Multivariate Normal Distribution#

Multivariate, Continuous, Symmetric, Unbounded

The multivariate normal distribution, also known as the multivariate Gaussian distribution, is a generalization of the univariate normal distribution to multiple dimensions. A random vector is said to follow a \(k\)-dimensional multivariate normal distribution if every linear combination of its \(k\) components follows a univariate normal distribution.

The multivariate normal distribution is often used to describe the joint distribution of a set of correlated random variables.

In Bayesian modeling, a Gaussian process is a generalization of the multivariate normal distribution to infinite dimensions, and it is used as a prior distribution over functions.

Key properties and parameters#

Support	\(x \in \mathbb{R}^k\)
Mean	\(\mu\)
Variance	\(T^{-1}\)

Parameters:

\(\mu\) : (array of floats) Mean vector of length \(k\).
\(\Sigma\) : (array of floats) Covariance matrix of shape \(k \times k\).
\(T\) : (array of floats) Precision matrix, the inverse of the covariance matrix.

Alternative parameterization:

The MvNormal has 2 alternative parameterizations. In terms of the mean and the covariance matrix, or in terms of the mean and the precision matrix.

The link between the 2 alternatives is given by:

\[ T = \Sigma^{-1} \]

Probability Density Function (PDF)#

\[ f(x \mid \mu, T) = \frac{|T|^{1/2}}{(2\pi)^{k/2}} \exp\left\{ -\frac{1}{2} (x-\mu)^{\prime} T (x-\mu) \right\} \]

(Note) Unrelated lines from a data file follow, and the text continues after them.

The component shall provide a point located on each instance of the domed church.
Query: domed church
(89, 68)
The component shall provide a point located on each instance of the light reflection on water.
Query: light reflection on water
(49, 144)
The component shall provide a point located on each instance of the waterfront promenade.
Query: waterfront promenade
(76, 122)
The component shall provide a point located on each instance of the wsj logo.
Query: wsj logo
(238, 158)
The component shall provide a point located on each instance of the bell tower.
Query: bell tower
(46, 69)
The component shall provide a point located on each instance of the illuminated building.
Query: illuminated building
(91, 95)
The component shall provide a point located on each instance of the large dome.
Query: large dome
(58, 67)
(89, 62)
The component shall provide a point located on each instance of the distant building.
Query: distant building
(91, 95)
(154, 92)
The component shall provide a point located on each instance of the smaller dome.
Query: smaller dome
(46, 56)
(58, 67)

Parameters \(\mu\) and \(\Sigma\)

Parameters \(\mu\) and \(T\)

Cumulative Distribution Function (CDF)#

The multivariate normal joint CDF does not have a closed-form analytic solution in the general case, due to the complexity of integrating its density over \(\mathbb{R}^k\). However, each marginal distribution is a univariate normal distribution with a well-defined CDF that can be computed directly.